Observe that there is some method in this apparent madness; the number of elements in the sets , or … is, respectively, zero, one, or two

Each natural number is represented by a set containing representations of all smaller numbers. This is convenient because it allows to express "a < b" as "the representation of a is a subset of the representation of b". And it makes the definition of a successor very simple. Furthermore, this also works for (some?) infinite sets; for example ω is the smallest ordinal greater than all integers, and simultaneously a set of all integers (i.e. the smallest set containing all integers). -- In other words, for certain sets, you can use "smaller" and "subset" as synonyms; prove one statement, get the other statement for free.

the role of the axiom [of choice] is to guarantee that possibility in infinite cases...

Generally, it happens many times that something is obvious for finite sets, but for infinite sets it might be tricky to prove, or not true at all. You could see an infinite chain of arguments where each step is a correct proof and yet it does not help you, because proofs cannot be infinitely long.
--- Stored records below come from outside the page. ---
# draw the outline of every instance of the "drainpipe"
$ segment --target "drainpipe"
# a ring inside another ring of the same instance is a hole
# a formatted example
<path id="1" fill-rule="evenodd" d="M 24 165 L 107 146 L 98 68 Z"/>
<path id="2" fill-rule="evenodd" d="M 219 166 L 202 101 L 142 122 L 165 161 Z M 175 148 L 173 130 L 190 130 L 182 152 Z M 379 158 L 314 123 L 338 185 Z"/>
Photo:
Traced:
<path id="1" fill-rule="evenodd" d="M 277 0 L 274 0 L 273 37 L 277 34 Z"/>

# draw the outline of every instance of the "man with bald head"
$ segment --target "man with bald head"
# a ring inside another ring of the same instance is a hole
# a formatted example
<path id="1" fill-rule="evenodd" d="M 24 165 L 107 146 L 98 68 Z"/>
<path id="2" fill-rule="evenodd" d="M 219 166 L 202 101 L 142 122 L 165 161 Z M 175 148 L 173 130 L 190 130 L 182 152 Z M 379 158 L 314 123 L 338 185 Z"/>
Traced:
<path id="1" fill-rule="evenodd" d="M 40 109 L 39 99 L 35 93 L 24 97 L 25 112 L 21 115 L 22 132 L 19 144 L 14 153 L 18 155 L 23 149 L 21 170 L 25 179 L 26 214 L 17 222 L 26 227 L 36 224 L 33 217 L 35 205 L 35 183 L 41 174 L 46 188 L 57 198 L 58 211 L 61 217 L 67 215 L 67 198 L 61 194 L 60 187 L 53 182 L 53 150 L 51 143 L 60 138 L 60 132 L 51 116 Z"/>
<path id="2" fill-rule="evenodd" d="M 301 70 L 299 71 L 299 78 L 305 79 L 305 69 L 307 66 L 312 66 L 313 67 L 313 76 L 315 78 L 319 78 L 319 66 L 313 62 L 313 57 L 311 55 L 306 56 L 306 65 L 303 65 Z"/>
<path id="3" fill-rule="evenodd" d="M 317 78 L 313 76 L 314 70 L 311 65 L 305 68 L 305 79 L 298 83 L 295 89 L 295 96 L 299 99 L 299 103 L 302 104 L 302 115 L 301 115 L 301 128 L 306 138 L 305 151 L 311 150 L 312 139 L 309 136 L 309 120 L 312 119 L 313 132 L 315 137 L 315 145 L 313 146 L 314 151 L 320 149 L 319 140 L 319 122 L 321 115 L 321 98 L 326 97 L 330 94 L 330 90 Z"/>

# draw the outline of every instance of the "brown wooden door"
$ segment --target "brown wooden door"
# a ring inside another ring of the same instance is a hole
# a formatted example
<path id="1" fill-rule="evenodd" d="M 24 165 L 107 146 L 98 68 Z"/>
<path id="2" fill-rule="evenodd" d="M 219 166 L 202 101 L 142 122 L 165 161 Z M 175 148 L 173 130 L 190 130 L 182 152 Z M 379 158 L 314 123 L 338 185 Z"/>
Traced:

Example, as an intuition pump: Imagine that there is a function that receives a set of natural numbers, and returns a natural number. We know that f(empty set) = 42, and f(any set with one element) = 42, and also for each two sets A and B if f(A) = 42 and f(B) = 42 then f(A union B) = 42. At this moment you may be tempted to say "okay, obviously the function returns a constant 42 no matter what". But actually, all we know is that it returns 42 for finite sets; for infinite sets it could be anything.